Executives expect Congress to renew terrorism insurance

Mortgage Banking, March, 2007

Leaders of the property/casualty insurance industry expect Congress to extend the Terrorism Risk and Insurance Act (TRIA) in 2007, according to a survey conducted by the New York-based Insurance Information Institute (I.I.I.).

Eighty-nine percent of insurance executives surveyed during I.I.I.'s 11th annual Property/Casualty Insurance Joint Industry Forum in January said they are confident that the new Congress will move quickly to extend the law for a significant period, or to provide a permanent backstop.

As Mortgage Banking has reported, the Terrorism Risk Insurance Extension Act of 2005 (TRIEA), signed by President Bush at the end of 2005, authorizes full, mandatory taxpayer reimbursement for federal assistance provided under the program, while significantly raising the deductibles and co-shares over current program levels.

Just as with the original TRIA, which passed in 2002 and expired at the end of 2005, TRIEA is designed to keep a temporary federal terrorism-insurance mechanism in place through the end of 2007 until a permanent solution is crafted (see Mortgage Banking, January 2006, p. 97; and February 2006, p. 134).

In the more than five years since the Sept. 11, 2001, terrorist attacks, the frequency and severity of future attacks is still fundamentally unknowable," noted James Valverde, I.I.I.'s vice president of economics and risk management

"The need for a public/private partnership continues," said Valverde. "The benefits are many, including promoting stability in the financial markets and to focus the federal role on those risks the private sector is not able to assume."

However, when it comes to whether Congress will adopt a national catastrophic insurance plan in 2007, 88 percent of respondents do not think it will occur. In addition, 63 percent of insurance leaders think the push for an optional federal charter will not gain momentum in the new Congress.
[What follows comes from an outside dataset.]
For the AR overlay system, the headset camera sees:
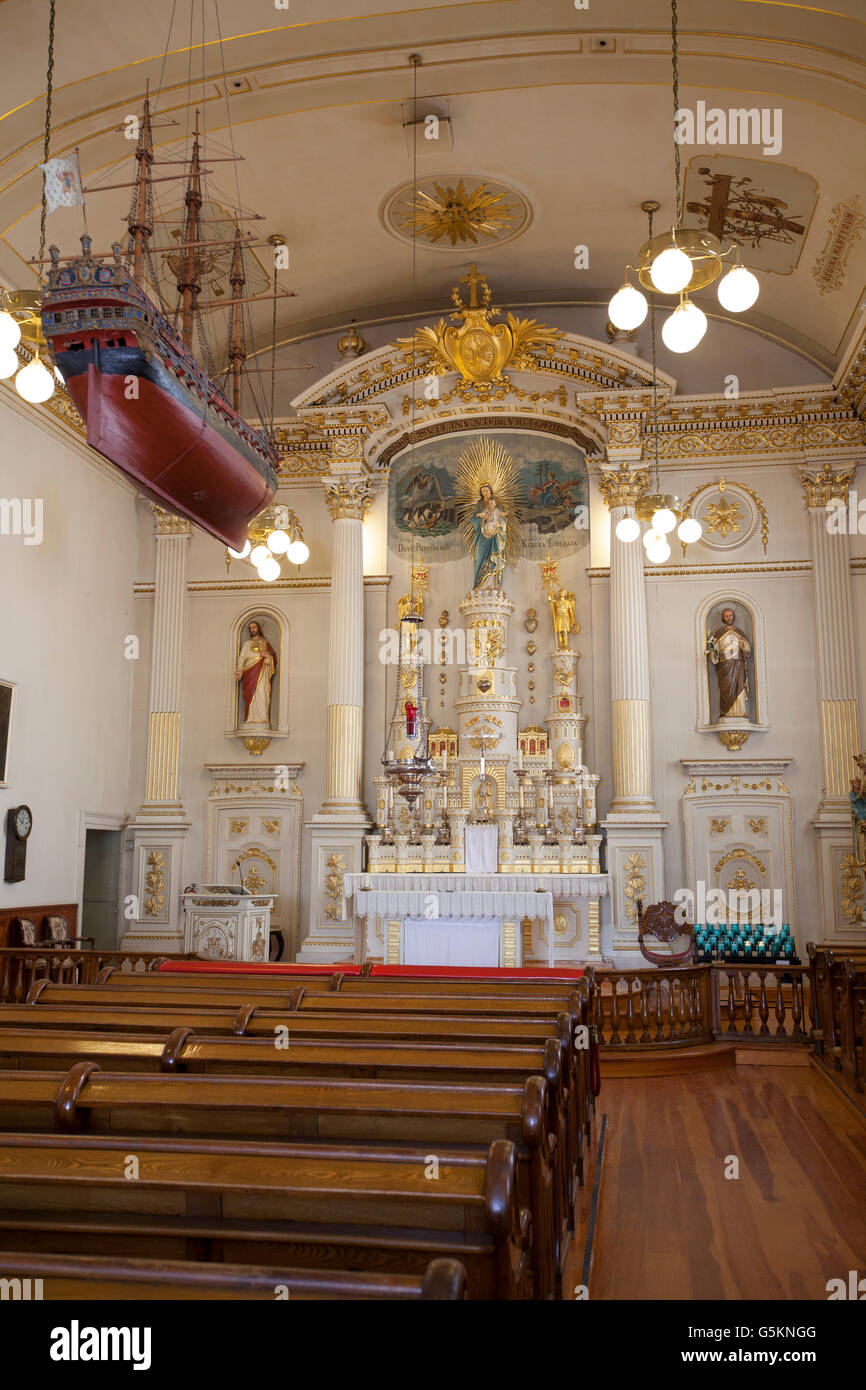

Respondents also said they still believe that insurers will prevail in wind versus water lawsuits. Eighty-one percent are convinced that litigation will be successfully resolved in favor of the insurance industry.

Looking at the industry's financial performance, a majority of industry leaders believe the market will soften in most property/casualty lines. Broken down by lines of insurance, 71 percent of respondents do not think there will be a financial performance improvement in personal auto insurance; 65 percent do not expect an improvement in homeowners insurance; 54 percent of respondents do not expect an improvement in workers compensation; and 70 percent of respondents do not expect an improvement in commercial lines.

As compared with 2006, 75 percent of respondents believe the combined ratio will be higher in 2007. The combined ratio--a percentage of each premium dollar a property/casualty insurer spends on claims and expenses--is estimated at 94.3 for 2006.

"Looking forward to 2007, the year holds the potential to give rise to a three- to four-point deterioration, owing largely to falling rates and higher catastrophe losses," said Robert Hartwig, I.I.I.'s president and chief economist. "Still, we can expect to see strong results, assuming 'normal' catastrophe activity. Bear in mind, climatologists are predicting a 40 percent increase in hurricane activity relative to a 50-year average."

Sixty-five percent of respondents believe property catastrophe reinsurance pricing will ease in 2007.

On the investment side, 82 percent of industry leaders are looking for another "up" year in the equity markets.

Seventy-seven percent of respondents do not expect consolidation among insurers and reinsurers.